Or will this moment pass? After all the hooting and fist-shaking, after all the hanging chads and pregnant-nubbin punchcards have been adjudicated, will Americans accept the verdict, whichever way it goes, and proceed with their lives? Will the waters close over this mess?

Both things will happen. Yes, the angry moment will recede. The new president will put together a unity Cabinet, with two or three tokens ostentatiously imported from the other party. The non-president will defuse tension with a good-loser, we'll-get-'em-next-time statement. At his swearing-in, the new president will sound the Jerry Ford note — our national nightmare is over, the Constitution lives. The inaugural address, heavy with the rhetoric of reconciliation, will look bravely toward the future — just as the principal did when he re-opened Colombine High School.

And yet, something important in America's internal mechanism will have been broken. The result in the next four years will be deeper bitterness and partisanship than we have seen in many years — true fury. Consider: The most divisive figure in American politics, Hillary Clinton, has just been elected to a six-year term. She's just beginning.

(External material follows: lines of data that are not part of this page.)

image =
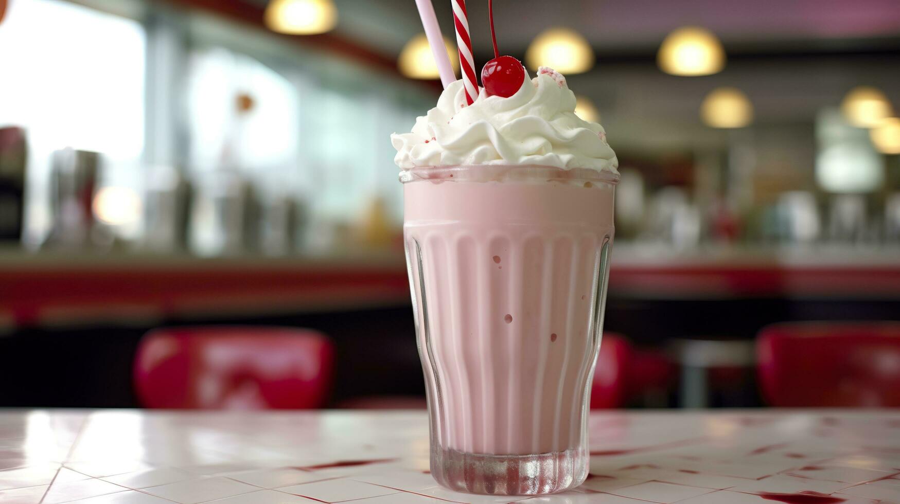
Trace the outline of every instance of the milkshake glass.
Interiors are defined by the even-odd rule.
[[[534,89],[527,79],[525,86],[529,89],[523,86],[518,102],[503,104],[519,109],[515,113],[525,122],[553,122],[562,113],[529,105],[535,102],[562,103],[571,113],[574,99],[569,104],[568,88],[563,93],[559,86],[554,93],[562,98],[551,99],[539,88],[556,87],[554,80],[536,77]],[[454,91],[451,86],[445,94]],[[444,117],[436,110],[419,120],[428,120],[429,130],[436,131],[431,141],[441,144],[437,137],[453,131],[437,126]],[[550,143],[563,158],[582,150],[603,153],[606,158],[588,158],[609,161],[613,169],[529,164],[523,160],[542,155],[527,152],[517,163],[410,166],[404,161],[423,149],[410,147],[411,133],[395,140],[398,165],[404,168],[403,233],[428,395],[431,474],[452,490],[552,493],[580,485],[588,474],[590,383],[618,174],[615,155],[598,134],[602,129],[562,116],[576,122],[572,130],[590,131],[598,144],[582,138],[577,141],[590,145],[576,148],[572,139],[585,133],[562,132],[569,143]],[[484,123],[490,122],[465,122],[464,136],[477,145],[459,148],[483,150],[487,141],[500,156],[506,148],[498,146],[492,126]],[[594,126],[600,130],[590,129]],[[494,130],[504,135],[502,125]],[[555,134],[543,125],[532,130]],[[504,141],[515,143],[516,135],[506,131]],[[428,147],[444,160],[454,156],[461,137],[447,138],[437,149]],[[559,158],[544,159],[562,164]]]

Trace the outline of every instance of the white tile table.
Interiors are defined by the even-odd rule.
[[[0,412],[0,503],[900,503],[900,411],[595,412],[590,476],[474,496],[424,412]]]

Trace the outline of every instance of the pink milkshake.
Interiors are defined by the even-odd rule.
[[[463,491],[562,491],[588,472],[616,160],[555,72],[468,106],[461,90],[392,137],[431,472]]]

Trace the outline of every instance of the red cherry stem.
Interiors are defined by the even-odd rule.
[[[500,58],[497,50],[497,34],[494,33],[494,0],[488,0],[488,19],[490,20],[490,40],[494,43],[494,58]]]

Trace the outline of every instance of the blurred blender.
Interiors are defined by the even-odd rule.
[[[89,247],[94,228],[93,210],[100,155],[66,148],[50,162],[50,205],[53,223],[45,245]]]
[[[2,11],[0,7],[0,17]],[[25,130],[16,127],[0,128],[0,242],[22,239],[27,158]]]

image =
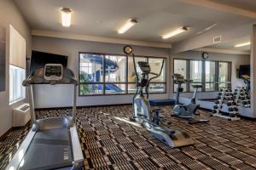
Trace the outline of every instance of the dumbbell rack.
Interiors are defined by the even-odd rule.
[[[225,96],[226,93],[229,93],[229,96]],[[228,119],[230,121],[236,121],[240,120],[240,117],[237,116],[237,106],[236,103],[234,101],[232,95],[230,95],[231,92],[227,88],[223,88],[221,93],[218,93],[218,100],[215,102],[215,105],[212,110],[212,116],[218,116],[222,118]],[[229,102],[231,102],[231,105],[229,105],[229,114],[230,116],[225,116],[221,113],[221,109],[223,108],[224,100],[228,99]],[[236,109],[235,109],[236,108]],[[232,109],[232,110],[231,110]]]
[[[242,107],[251,107],[250,99],[244,87],[238,87],[238,89],[236,89],[234,94],[236,95],[235,101],[236,103],[240,104]]]

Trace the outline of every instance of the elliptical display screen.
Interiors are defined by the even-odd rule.
[[[58,81],[62,78],[63,66],[61,64],[47,64],[44,66],[44,79]]]

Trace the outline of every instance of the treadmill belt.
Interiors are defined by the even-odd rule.
[[[39,131],[29,145],[19,169],[55,169],[72,166],[71,144],[67,128]]]

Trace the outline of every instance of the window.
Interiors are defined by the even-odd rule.
[[[215,88],[215,61],[206,61],[205,90],[214,91]]]
[[[25,69],[9,65],[9,103],[25,99]]]
[[[230,87],[228,83],[229,82],[229,65],[226,62],[219,62],[218,63],[218,88],[228,88]]]
[[[192,80],[190,83],[190,91],[193,89],[191,85],[201,84],[202,82],[202,62],[201,60],[190,60],[189,61],[189,80]],[[201,91],[199,88],[198,91]]]
[[[174,73],[180,74],[184,76],[184,78],[187,78],[187,60],[174,60]],[[182,88],[183,88],[183,91],[187,91],[186,84],[182,84]],[[177,84],[173,85],[173,91],[177,92]]]
[[[152,71],[160,71],[163,58],[140,57],[138,61],[148,62]],[[137,65],[137,71],[139,68]],[[150,78],[151,76],[149,76]],[[137,76],[131,56],[79,54],[79,95],[126,94],[136,91]],[[160,77],[149,84],[149,93],[166,92],[166,66]]]
[[[25,99],[26,40],[9,26],[9,104]]]
[[[105,55],[105,93],[125,94],[126,57]]]
[[[190,84],[183,84],[184,92],[192,92],[191,84],[202,84],[203,92],[217,91],[222,88],[230,88],[231,62],[174,60],[173,72],[181,74],[184,78],[193,81]],[[177,84],[173,86],[177,92]]]

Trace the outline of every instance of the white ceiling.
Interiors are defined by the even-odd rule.
[[[15,0],[32,30],[44,30],[102,37],[170,43],[197,36],[212,28],[234,28],[255,19],[204,8],[182,0]],[[216,0],[218,1],[218,0]],[[219,0],[225,1],[228,0]],[[232,0],[233,3],[250,0]],[[253,3],[256,5],[256,2]],[[60,9],[73,9],[72,26],[62,27]],[[129,18],[138,24],[126,33],[117,30]],[[188,32],[171,39],[160,36],[180,26],[189,26]]]
[[[255,0],[210,0],[210,1],[256,12]]]
[[[228,50],[240,50],[240,51],[249,51],[251,49],[251,47],[248,46],[243,46],[240,48],[235,48],[234,46],[239,43],[247,42],[250,42],[250,36],[243,37],[237,39],[233,39],[231,41],[228,42],[222,42],[220,43],[216,43],[211,46],[207,46],[206,48],[215,48],[215,49],[228,49]]]

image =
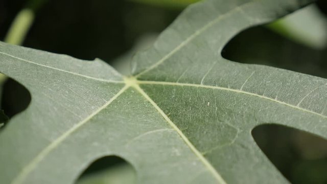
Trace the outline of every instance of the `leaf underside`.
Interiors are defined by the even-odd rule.
[[[132,77],[99,59],[1,43],[0,72],[32,96],[0,133],[1,183],[72,183],[109,155],[142,183],[287,183],[251,131],[275,123],[327,137],[327,81],[220,52],[242,30],[310,2],[192,5],[135,56]]]

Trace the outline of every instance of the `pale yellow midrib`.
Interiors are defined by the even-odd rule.
[[[238,7],[235,7],[235,8],[232,9],[231,10],[228,11],[226,13],[225,13],[223,14],[219,15],[217,18],[214,19],[212,20],[209,21],[207,24],[203,26],[201,28],[199,29],[198,30],[196,30],[194,33],[191,34],[190,36],[189,36],[186,39],[183,40],[179,43],[177,47],[174,48],[171,50],[168,54],[165,55],[162,58],[159,59],[158,61],[155,62],[153,64],[150,66],[150,67],[147,68],[144,71],[139,73],[139,74],[136,74],[135,76],[135,78],[137,78],[141,75],[146,73],[147,72],[151,71],[151,70],[155,68],[158,66],[162,63],[165,62],[166,60],[169,59],[171,56],[173,55],[175,53],[179,51],[181,49],[182,49],[184,46],[186,45],[188,43],[189,43],[190,41],[193,40],[194,38],[196,38],[198,35],[200,35],[202,33],[204,32],[208,29],[210,28],[211,27],[213,26],[219,22],[222,19],[223,19],[225,17],[228,17],[230,15],[232,15],[235,12],[239,11],[242,10],[242,8],[248,6],[248,5],[252,3],[253,1],[250,1],[247,3],[245,3],[242,5],[241,5]]]
[[[136,81],[136,80],[135,80]],[[183,132],[177,127],[176,125],[170,120],[170,119],[167,116],[167,115],[161,110],[161,109],[157,105],[157,104],[152,100],[152,99],[148,96],[148,95],[139,86],[135,83],[132,86],[134,87],[136,90],[141,93],[146,99],[148,100],[153,107],[158,111],[158,112],[162,116],[164,119],[168,123],[168,124],[174,129],[177,133],[180,136],[181,138],[188,145],[190,149],[195,154],[195,155],[199,158],[199,159],[204,165],[204,166],[207,168],[208,170],[213,175],[215,178],[217,180],[219,183],[225,184],[226,183],[223,178],[217,172],[217,171],[214,168],[214,167],[208,162],[208,160],[203,156],[203,155],[195,148],[195,147],[191,143],[189,139],[184,135]]]
[[[68,137],[72,133],[88,122],[89,120],[97,114],[100,111],[108,106],[108,105],[118,98],[118,97],[125,91],[128,87],[129,87],[129,86],[125,85],[104,105],[94,111],[86,118],[84,119],[83,121],[76,124],[73,127],[68,130],[68,131],[65,132],[63,134],[61,134],[61,135],[50,144],[48,146],[45,147],[44,149],[42,150],[42,151],[40,152],[36,156],[32,159],[31,162],[30,162],[26,166],[21,170],[21,171],[19,173],[17,176],[13,180],[11,183],[12,184],[19,184],[22,183],[24,180],[26,178],[28,174],[36,168],[37,164],[39,163],[39,162],[41,162],[44,157],[45,157],[45,156],[46,156],[46,155],[48,155],[52,150],[57,148],[58,145]]]
[[[63,141],[64,141],[68,136],[69,136],[72,132],[76,130],[78,128],[82,126],[83,125],[85,124],[89,119],[96,115],[99,112],[100,112],[102,109],[104,109],[106,107],[107,107],[110,103],[111,103],[113,100],[116,99],[121,94],[122,94],[124,91],[125,91],[128,87],[130,86],[133,86],[135,89],[136,89],[139,92],[142,94],[145,98],[146,98],[152,105],[154,106],[155,108],[158,111],[158,112],[163,116],[163,117],[165,119],[165,120],[172,126],[172,127],[175,129],[177,132],[179,134],[181,137],[183,139],[183,140],[185,142],[185,143],[188,144],[189,146],[190,146],[190,148],[192,151],[195,152],[195,153],[197,156],[199,156],[200,158],[200,160],[203,162],[203,163],[207,166],[211,170],[211,171],[214,171],[217,174],[215,174],[216,177],[217,179],[220,180],[221,178],[222,181],[224,181],[224,180],[221,178],[221,177],[219,175],[219,174],[217,173],[217,171],[211,166],[211,165],[205,159],[205,158],[203,156],[203,155],[194,147],[194,146],[190,142],[190,141],[188,140],[187,137],[185,136],[185,135],[182,133],[182,132],[178,129],[178,127],[170,120],[169,117],[165,113],[165,112],[161,110],[161,109],[157,106],[157,105],[144,92],[144,91],[139,86],[139,84],[156,84],[156,85],[175,85],[175,86],[193,86],[196,87],[204,87],[207,88],[212,88],[212,89],[217,89],[220,90],[225,90],[230,91],[233,91],[235,93],[242,93],[248,95],[251,95],[253,96],[255,96],[260,98],[262,98],[263,99],[265,99],[268,100],[271,100],[274,101],[276,103],[278,103],[281,104],[283,104],[285,105],[287,105],[290,106],[292,108],[294,108],[299,110],[303,110],[304,111],[311,113],[316,115],[319,116],[323,118],[327,119],[327,117],[323,116],[323,114],[320,114],[319,113],[314,112],[306,109],[304,109],[301,108],[298,106],[296,106],[293,105],[289,104],[286,103],[284,102],[282,102],[278,100],[276,100],[274,99],[272,99],[269,97],[265,97],[263,96],[261,96],[260,95],[253,94],[243,90],[240,90],[238,89],[233,89],[231,88],[228,88],[223,87],[220,86],[213,86],[205,85],[201,85],[201,84],[190,84],[190,83],[176,83],[176,82],[160,82],[160,81],[141,81],[137,80],[134,78],[131,78],[128,80],[126,80],[125,81],[125,83],[126,85],[118,93],[116,94],[114,97],[113,97],[110,100],[107,102],[105,105],[102,106],[100,108],[98,109],[97,111],[95,111],[91,115],[88,117],[86,119],[84,119],[83,121],[80,122],[78,123],[77,125],[72,128],[71,129],[68,130],[68,131],[65,132],[62,135],[59,136],[56,140],[55,140],[54,142],[52,143],[51,144],[50,144],[49,146],[45,147],[42,151],[41,151],[40,153],[39,153],[34,158],[33,158],[24,169],[23,169],[21,172],[18,175],[17,177],[16,177],[12,182],[12,184],[19,184],[21,183],[24,181],[24,179],[26,178],[26,176],[28,175],[29,173],[32,171],[36,166],[37,164],[39,163],[43,158],[44,158],[47,155],[49,154],[52,150],[54,149],[58,145],[59,145]],[[142,93],[141,93],[142,92]],[[203,158],[204,160],[201,159],[201,158]],[[207,165],[208,164],[208,165]],[[218,174],[218,176],[217,175]],[[223,183],[224,182],[223,182]]]
[[[192,86],[192,87],[203,87],[203,88],[211,88],[211,89],[216,89],[220,90],[227,90],[229,91],[232,91],[235,93],[241,93],[245,95],[250,95],[252,96],[255,96],[257,97],[260,97],[266,100],[270,100],[281,104],[283,104],[285,105],[287,105],[288,106],[297,109],[298,110],[302,110],[306,111],[307,112],[311,113],[315,115],[319,116],[321,117],[322,118],[327,119],[327,116],[324,116],[321,113],[316,112],[305,108],[303,108],[300,106],[292,105],[288,104],[287,103],[282,102],[276,99],[274,99],[269,97],[265,97],[262,95],[247,92],[244,90],[241,90],[238,89],[234,89],[232,88],[229,88],[226,87],[220,87],[220,86],[209,86],[206,85],[202,85],[202,84],[191,84],[191,83],[177,83],[177,82],[161,82],[161,81],[137,81],[137,83],[139,84],[157,84],[157,85],[174,85],[174,86]]]

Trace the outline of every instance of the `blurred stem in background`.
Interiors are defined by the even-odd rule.
[[[47,1],[48,0],[29,1],[25,7],[15,17],[4,41],[10,44],[21,45],[33,24],[35,12]],[[0,97],[2,96],[2,86],[6,79],[5,75],[0,73]]]
[[[21,45],[35,16],[35,12],[48,0],[31,0],[16,16],[5,38],[5,42]]]

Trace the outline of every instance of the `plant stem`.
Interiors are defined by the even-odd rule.
[[[5,38],[5,42],[20,45],[22,43],[34,19],[34,12],[29,8],[24,9],[17,15]]]

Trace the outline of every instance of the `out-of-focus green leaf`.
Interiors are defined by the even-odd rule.
[[[267,26],[285,37],[308,47],[323,49],[327,45],[327,18],[314,5]]]
[[[184,8],[188,5],[199,0],[130,0],[131,1],[150,4],[155,6],[174,8]]]

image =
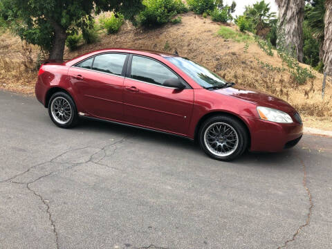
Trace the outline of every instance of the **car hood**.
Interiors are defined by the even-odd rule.
[[[228,87],[214,90],[214,91],[250,102],[257,106],[277,109],[288,113],[293,113],[296,111],[286,101],[268,94],[257,92],[253,89],[242,89],[241,87]]]

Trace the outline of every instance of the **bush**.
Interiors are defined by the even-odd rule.
[[[99,39],[98,28],[94,19],[89,21],[88,24],[89,27],[82,30],[82,35],[85,42],[88,44],[92,44]]]
[[[102,28],[106,29],[107,34],[114,34],[119,31],[120,27],[123,24],[124,18],[120,14],[112,14],[111,17],[102,17],[99,19]]]
[[[270,28],[270,32],[266,35],[266,39],[270,41],[270,44],[273,45],[275,47],[277,46],[277,24],[273,24]]]
[[[308,22],[303,24],[303,62],[304,63],[317,66],[320,63],[320,41],[313,37],[314,31],[310,28]]]
[[[323,73],[324,72],[324,63],[323,63],[323,62],[320,62],[320,63],[318,63],[318,65],[317,65],[317,66],[315,67],[315,70],[317,71],[320,73]]]
[[[235,23],[241,32],[244,32],[244,30],[252,31],[250,20],[247,19],[246,16],[239,16],[235,19]]]
[[[142,3],[145,8],[138,14],[137,21],[145,28],[161,26],[171,21],[176,14],[188,10],[181,0],[143,0]],[[178,18],[174,21],[179,21]]]
[[[173,24],[180,24],[182,21],[182,17],[178,17],[176,18],[174,18],[174,19],[171,20],[171,23],[172,23]]]
[[[210,12],[211,19],[213,21],[221,21],[223,23],[226,23],[228,21],[232,21],[233,17],[232,17],[232,15],[230,15],[229,9],[229,6],[226,6],[221,10],[219,9],[218,8],[215,8],[213,11]]]
[[[266,53],[266,55],[273,56],[273,51],[272,50],[273,46],[270,40],[264,40],[261,39],[258,35],[255,35],[255,41],[257,43],[259,48]]]
[[[187,0],[190,10],[196,14],[213,11],[216,8],[214,0]]]
[[[78,44],[81,42],[81,35],[71,35],[67,37],[66,40],[66,46],[69,48],[71,51],[73,51],[77,49]]]

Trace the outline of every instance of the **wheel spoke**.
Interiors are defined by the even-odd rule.
[[[205,142],[212,154],[226,156],[235,151],[239,144],[239,138],[237,131],[231,125],[216,122],[205,130]]]
[[[72,116],[71,106],[63,97],[57,97],[51,103],[51,113],[53,118],[59,124],[69,122]]]

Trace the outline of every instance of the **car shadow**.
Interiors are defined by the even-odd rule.
[[[102,133],[105,133],[105,135],[112,133],[123,137],[142,139],[147,142],[166,144],[167,146],[191,151],[193,154],[201,155],[202,157],[206,157],[207,159],[210,159],[201,149],[199,145],[196,142],[170,134],[91,119],[82,119],[80,125],[75,128],[75,130],[89,130],[90,132]],[[257,163],[257,166],[259,165],[260,167],[264,167],[264,165],[266,165],[273,162],[274,164],[287,165],[287,163],[290,162],[290,158],[295,157],[295,156],[294,149],[285,149],[277,153],[250,152],[246,151],[241,156],[228,163],[246,164],[259,162],[259,163]]]

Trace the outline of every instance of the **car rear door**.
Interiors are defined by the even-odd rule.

The American mind tends to work on one of two models — the World War II model (we are all in this together, fighting a common enemy who lives beyond the shores) or the Vietnam model (Americans divided against themselves, their own worst enemies, Yin loathing Yang). Why should it be a surprise that the first election pitting the immense and divided Vietnam generation against itself should result in fratricidal fiasco? Who should wonder that, in the fullness of time, "Ozzie and Harriett," the paradigm of the American '50s, should devolve into "Ricky and David Play Cain and Abel"? The '60s endlessly recapitulate themselves. We even have the elders (in this case James Baker and Warren Christopher) assuming the roles of boxing coach/enablers, as the elders did 30 years ago (Dr. Spock on the left, for example, and Dr. Kissinger on the right). The '60s is an interminable O'Neill play — a "Long Day's Journey."

Perhaps President Gore or President Bush will manage to make distinguished history in the next four years. There's something to the logic that your life can only improve after you have climbed out of a train wreck. After all, Bill Clinton managed to steam on down the track and hardly anyone seemed to remember that he'd been impeached.

Which is it to be — amnesia or vendetta? I'd say both, simultaneously, like the paradoxical stagflation of the Ford-Carter years. Although Americans' instincts will keep them in the center, they will at the same time become furiously, viciously partisan — the Democrat and the Republican each regarding the other, with refreshed loathing and contempt, as its own evil twin. A sense of vulnerability always inflames partisan rage, and what we have here, in November of 2000, is democracy working without a net. Suddenly we suspect that, if we draw back the curtain, the august, infallible Constitution may prove to be the Wizard of Oz.

That confuses people, and makes them angry — as a bitter divorce makes children angry... or their discovery that Dad is fallible, maybe pathetic, and a bit of a fraud.